S'il rend par contre son arrêt avant la date prévue pour l'examen du texte, le temps au cours duquel il aura permis de fait les ouvertures dominicales des enseignes leur permettra de demander des dérogations administratives en se prévalant des usages de consommation qui auront ainsi été permis.

Il risque aussi de placer Bricorama dans une situation compliquée puisque Bricorama devra aussitôt fermer le dimanche ses établissements ou encourir l'astreinte alors qu'il est démontré que ni ses concurrents, ni sa fédération patronale, ni le gouvernement n'ont pris de mesure pour faire respecter la concurrence.

De même, le Conseil d'État est confronté aux critiques de la Commission d'Experts de l'OIT adressées à la France sur l'extension progressive des zones où les dérogations remplacent le principe.

Le problème des effets de bord

La position de l'Autorité de la concurrence sur la définition des zones de chalandise et plusieurs décisions judiciaires insistent sur des réalités économiques de certaines situations où des enseignes se trouvent pragmatiquement placées par des décisions réglementaires autorisant les ouvertures qui les placent dans une situation de concurrence faussée.

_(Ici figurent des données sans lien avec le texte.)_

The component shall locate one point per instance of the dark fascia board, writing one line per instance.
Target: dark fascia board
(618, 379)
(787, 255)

Le rapport Bailly lui-même souligne les “effets de bord” entre secteurs et entre zones.

Les effets de bord sont aggravés par l'interpénétration de plus en plus forte des secteurs du commerce. Les établissements ne se contentent plus de vendre un seul type de produits mais souvent plusieurs, les plaçant, selon qu'ils ont une activité principale dans l'un ou l'autre des secteurs considérés, dans des conditions différentes au regard de la Loi.

Ainsi, les enseignes d'ameublement vendent de l'électroménager, de la décoration à titre accessoire. Ils concurrencent ainsi ces secteurs en ouvrant le dimanche là où les autres ne peuvent ouvrir, parce que les autres vendent principalement des produits électroménagers.

Le tout pousse à une compétition sociale où la Loi est devenue un enjeu de compétition et entraîne la possibilité d'une véritable ingénierie sociale.

Ainsi, il suffit de vendre principalement des fleurs pour ouvrir le dimanche et offrir à sa clientèle des produits de jardinage.

Il suffit de prétendre vendre de l'électroménager sous la forme d'autoradios pour échapper à l'application de la Convention collective des services de l'automobile.

Dérive judiciariste

Au fur et à mesure des décisions et de leur évolution vers la Cour de cassation, il reviendra à un moment à cette dernière de donner son point de vue sur l'évolution de la situation et du principe du repos dominical.

La Cour de cassation sera bientôt au coeur des problématiques qui se posent puisqu'elle aura à régler bientôt les questions individuelles et collectives, commerciales et sociales, internes et internationales, dans un contexte politique et international qui vont la mettre au centre du jeu.

En réalité des solutions existent :

  • faire respecter la Loi et l'égalité;
  • n'accorder des dérogations que lorsque cela est justifié par des motifs d'utilité sociale après s'être assuré qu'il n'y aura pas d'effets sur la concurrence alentour;
  • limiter la dérogation à des commerces spécialisés lorsque cela est nécessaire et justifié;
  • ne pas confondre les activités comme par exemple “culture” et “vente de produits culturels”;
  • faire prévaloir le droit international sur le droit interne;
  • faire preuve de la sagesse dont les parlementaires ont fait preuve en 1906 en votant la Loi à l'unanimité.